Il avança de quelques pas, et écrasa le rat avec son pieds. Le geste émit un craquement peu ragoûtant et désagréable.
-..tu as encore le choix, n'oublie pas...


Stoppe cette stupide mission
Vois un vrai magicien
Te faire une démonstration



-Tu perds ton temps, Malefoy.
Peter pointait sa baguette sur Malefoy, la main tremblante.
-Oh...Tu n'as absolument rien d?effrayant, tu sais. Expelliarmus!
Peter sentit sa baguette s'échapper de ses mains sans parvenir à la retenir, sans réussir à réagir au bon moment...
-Je n?ai jamais rien vu d'aussi navrant...J?éspère au moins que tu as conscience de ton ridicule, Pettigrow.


Ramasses ta baguette mon p?tit
Tu joues dans la cour des grands maintenant



-Vas-y, ramasses-là! Un combat gagné aussi facilement n'a rien d'amusant!
Peter se pencha pour ramasser sa baguette, une fois relevé, il fit de son mieux pour avoir l'air assuré.
-Tu n'as pas gagné.
-Ah non? Tu n'as toujours pas fais ton choix? Il m'a semblé évident, pourtant...
Peter ne voulait observer son adversaire dans les yeux, mais chaque fois qu'il baissait les yeux au sol en même temps que sa garde, son regard tombait sur le rat mort... Il savait déjà ce qui se passerait s'il refusait, mais il connaissait aussi les conséquences s'il acceptait, dans les deux cas, il finirait comme ce rat, écrasé par son destin...

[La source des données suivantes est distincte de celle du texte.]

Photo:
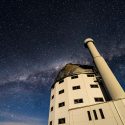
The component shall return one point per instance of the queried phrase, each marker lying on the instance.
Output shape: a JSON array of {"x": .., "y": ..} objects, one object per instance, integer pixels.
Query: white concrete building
[{"x": 80, "y": 96}]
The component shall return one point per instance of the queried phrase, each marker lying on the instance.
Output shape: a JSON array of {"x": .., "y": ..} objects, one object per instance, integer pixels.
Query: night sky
[{"x": 38, "y": 37}]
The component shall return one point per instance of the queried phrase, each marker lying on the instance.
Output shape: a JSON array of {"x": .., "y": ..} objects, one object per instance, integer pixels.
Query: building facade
[{"x": 79, "y": 96}]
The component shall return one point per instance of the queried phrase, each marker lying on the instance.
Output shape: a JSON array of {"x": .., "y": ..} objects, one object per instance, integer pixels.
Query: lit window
[
  {"x": 101, "y": 113},
  {"x": 51, "y": 108},
  {"x": 74, "y": 77},
  {"x": 52, "y": 96},
  {"x": 90, "y": 75},
  {"x": 89, "y": 115},
  {"x": 94, "y": 86},
  {"x": 61, "y": 121},
  {"x": 78, "y": 101},
  {"x": 75, "y": 87},
  {"x": 61, "y": 81},
  {"x": 61, "y": 104},
  {"x": 50, "y": 123},
  {"x": 61, "y": 91},
  {"x": 95, "y": 114},
  {"x": 99, "y": 99}
]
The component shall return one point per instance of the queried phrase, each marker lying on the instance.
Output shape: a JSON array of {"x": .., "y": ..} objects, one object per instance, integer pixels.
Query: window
[
  {"x": 90, "y": 75},
  {"x": 94, "y": 86},
  {"x": 61, "y": 121},
  {"x": 101, "y": 113},
  {"x": 75, "y": 87},
  {"x": 74, "y": 77},
  {"x": 61, "y": 91},
  {"x": 52, "y": 96},
  {"x": 99, "y": 99},
  {"x": 61, "y": 104},
  {"x": 51, "y": 108},
  {"x": 78, "y": 101},
  {"x": 50, "y": 123},
  {"x": 89, "y": 115},
  {"x": 95, "y": 115},
  {"x": 95, "y": 81},
  {"x": 61, "y": 81}
]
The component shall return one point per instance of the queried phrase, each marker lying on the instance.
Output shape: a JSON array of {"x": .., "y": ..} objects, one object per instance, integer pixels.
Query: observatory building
[{"x": 87, "y": 95}]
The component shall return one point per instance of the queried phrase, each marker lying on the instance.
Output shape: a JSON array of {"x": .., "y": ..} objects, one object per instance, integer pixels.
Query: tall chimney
[{"x": 111, "y": 83}]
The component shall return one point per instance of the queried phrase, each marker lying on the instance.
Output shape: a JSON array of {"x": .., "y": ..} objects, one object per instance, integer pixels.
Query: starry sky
[{"x": 38, "y": 37}]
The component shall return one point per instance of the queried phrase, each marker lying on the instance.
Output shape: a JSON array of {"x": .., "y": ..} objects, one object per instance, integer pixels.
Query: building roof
[{"x": 73, "y": 69}]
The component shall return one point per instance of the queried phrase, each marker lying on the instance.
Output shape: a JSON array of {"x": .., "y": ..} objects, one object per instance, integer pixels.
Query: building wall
[
  {"x": 114, "y": 114},
  {"x": 107, "y": 113},
  {"x": 85, "y": 92}
]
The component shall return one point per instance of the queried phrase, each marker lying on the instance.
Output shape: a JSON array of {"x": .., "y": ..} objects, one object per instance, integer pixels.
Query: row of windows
[
  {"x": 75, "y": 77},
  {"x": 80, "y": 100},
  {"x": 60, "y": 121},
  {"x": 63, "y": 121},
  {"x": 77, "y": 87},
  {"x": 95, "y": 114}
]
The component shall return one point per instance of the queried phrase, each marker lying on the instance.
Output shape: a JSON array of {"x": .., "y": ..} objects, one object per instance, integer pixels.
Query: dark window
[
  {"x": 95, "y": 115},
  {"x": 99, "y": 100},
  {"x": 74, "y": 77},
  {"x": 61, "y": 104},
  {"x": 52, "y": 96},
  {"x": 50, "y": 123},
  {"x": 89, "y": 115},
  {"x": 51, "y": 108},
  {"x": 90, "y": 75},
  {"x": 61, "y": 91},
  {"x": 78, "y": 101},
  {"x": 61, "y": 81},
  {"x": 61, "y": 121},
  {"x": 75, "y": 87},
  {"x": 94, "y": 86},
  {"x": 101, "y": 113},
  {"x": 95, "y": 81}
]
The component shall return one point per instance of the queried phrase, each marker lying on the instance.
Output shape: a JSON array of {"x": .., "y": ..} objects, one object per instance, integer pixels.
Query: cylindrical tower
[{"x": 112, "y": 85}]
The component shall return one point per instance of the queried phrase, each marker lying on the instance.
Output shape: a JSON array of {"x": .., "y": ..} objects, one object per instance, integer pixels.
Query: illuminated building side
[{"x": 79, "y": 96}]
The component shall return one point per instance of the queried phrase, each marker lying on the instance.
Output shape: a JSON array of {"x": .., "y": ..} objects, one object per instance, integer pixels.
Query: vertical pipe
[{"x": 112, "y": 85}]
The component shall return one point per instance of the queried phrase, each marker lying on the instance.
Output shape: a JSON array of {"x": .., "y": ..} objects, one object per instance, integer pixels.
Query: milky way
[{"x": 37, "y": 38}]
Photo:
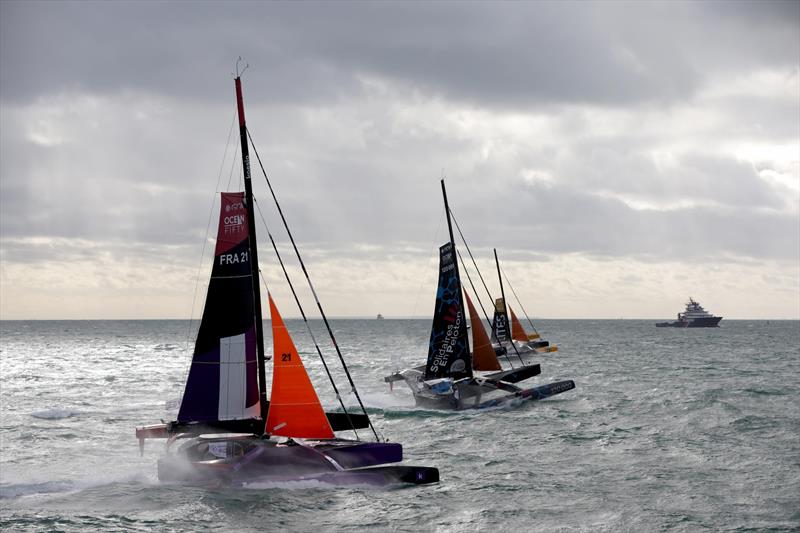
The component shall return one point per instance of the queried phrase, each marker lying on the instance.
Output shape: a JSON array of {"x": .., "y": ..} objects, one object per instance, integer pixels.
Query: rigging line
[
  {"x": 233, "y": 165},
  {"x": 484, "y": 286},
  {"x": 205, "y": 240},
  {"x": 427, "y": 265},
  {"x": 486, "y": 316},
  {"x": 471, "y": 257},
  {"x": 313, "y": 292},
  {"x": 518, "y": 301},
  {"x": 305, "y": 320}
]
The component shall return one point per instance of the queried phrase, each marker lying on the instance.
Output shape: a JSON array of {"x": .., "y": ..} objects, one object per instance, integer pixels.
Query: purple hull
[{"x": 237, "y": 459}]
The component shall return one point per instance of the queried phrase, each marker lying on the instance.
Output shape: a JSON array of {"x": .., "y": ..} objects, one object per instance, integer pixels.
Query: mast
[
  {"x": 458, "y": 295},
  {"x": 503, "y": 296},
  {"x": 450, "y": 229},
  {"x": 248, "y": 197},
  {"x": 502, "y": 293}
]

Tu joues dans la cour des grands maintenant
Tu joues dans la cour des grands maintenant



-Qui se soucie de toi, dans l'autre camp? Je pense que personne n'a jamais dû te confier de missions bien importantes, non?
Sur ce point, Malefoy n'avait pas tort, tout ce qu'on lui proposait, c'était des missions ou son naturel et son tempérament ne seraient pas mis en défaut, rien de très dangereux, rien de compromettant.
-Je...
-J'ai raison, n'est-ce pas? Tu n'as pas grand chose à dire...juste oui. Tu ne les reverra plus jamais si tu refuse, de toute manière!


Par notre grande puissance
Tu vas t'agenouiller devant notre pouvoir parfait



-Je ne peux pas, je ne peux pas!
Peter sentait les larmes lui monter aux yeux, il était dans l'impasse, quoi qu'il fasse, où qu'il aille, il était piégé...Il n'avait rien fait pour mériter ça..si seulement il ne se sentait pas paralyser, s'il arrivait à s'opposer au choix de son adversaire...S?il avait juste un peu plus de courage...
-Mais si tu le peux, voyons!
Malefoy s'était adressé à Peter comme à un enfant que l'on console une fois qu'il se soit fait houspiller par son maître.
-Jamais!


Tu te rebiffes
Et tu sors tes griffes



-Tu parles beaucoup trop rapidement, et ce pour sortir un tissus d'âneries.
Peter essaya de refouler les larmes qui menaçaient de quitter ses yeux..Il avait peur, il avait peur non pas seulement à cause des menaces de Malefoy, mais à cause de son propre comportement..Oui, il devait avouer, il y avait songé, il l'avait très clairement songé, alors qu'il se défendait par principe, il songeait à vivre. Oui, il avait réellement songé à le suivre, l'espace d'un instant.. Etait-il vraiment lâche? Et pourquoi pourtant, plus il y songeait, plus il était déterminé...dans le pire des sens.
Malefoy lui souriait de ce sourire amusé qui ne le quittait quasiment pas depuis le début de leur conversation. Il avait l'air de tout comprendre aux pensées de Peter, et celà l'effrayait plus encore.
-ça mérite réflexion, n'est-ce pas?


Mais comme on est pas rancunier
Tu peux être notre associé
Mais d'abord faut t'incliner



-Inclines-toi!
Peter demeura interdit, il ne s?inclina pas, il ne s?opposa pas, il ne dit rien, tout simplement rien.
-Très bien!
Malefoy pointa sa baguette sur Peter..Ce dernier eut un mouvement de recul mais ne fit rien, à nouveau.
-Endoloris!
C'était comme si des lames chauffées à blanc transperçaient chaque centimètre de sa peau, il perdait tous ses repères, c'était comme si l?espace alentour n'éxistait plus, emprisonné dans une prison de verre, muré dans sa souffrance.
-Relèves-toi!
Peter s'executa, s?appuya contre le mur le plus proche, vacillant légerement
--ça peut continuer encore longtemps, tu sais...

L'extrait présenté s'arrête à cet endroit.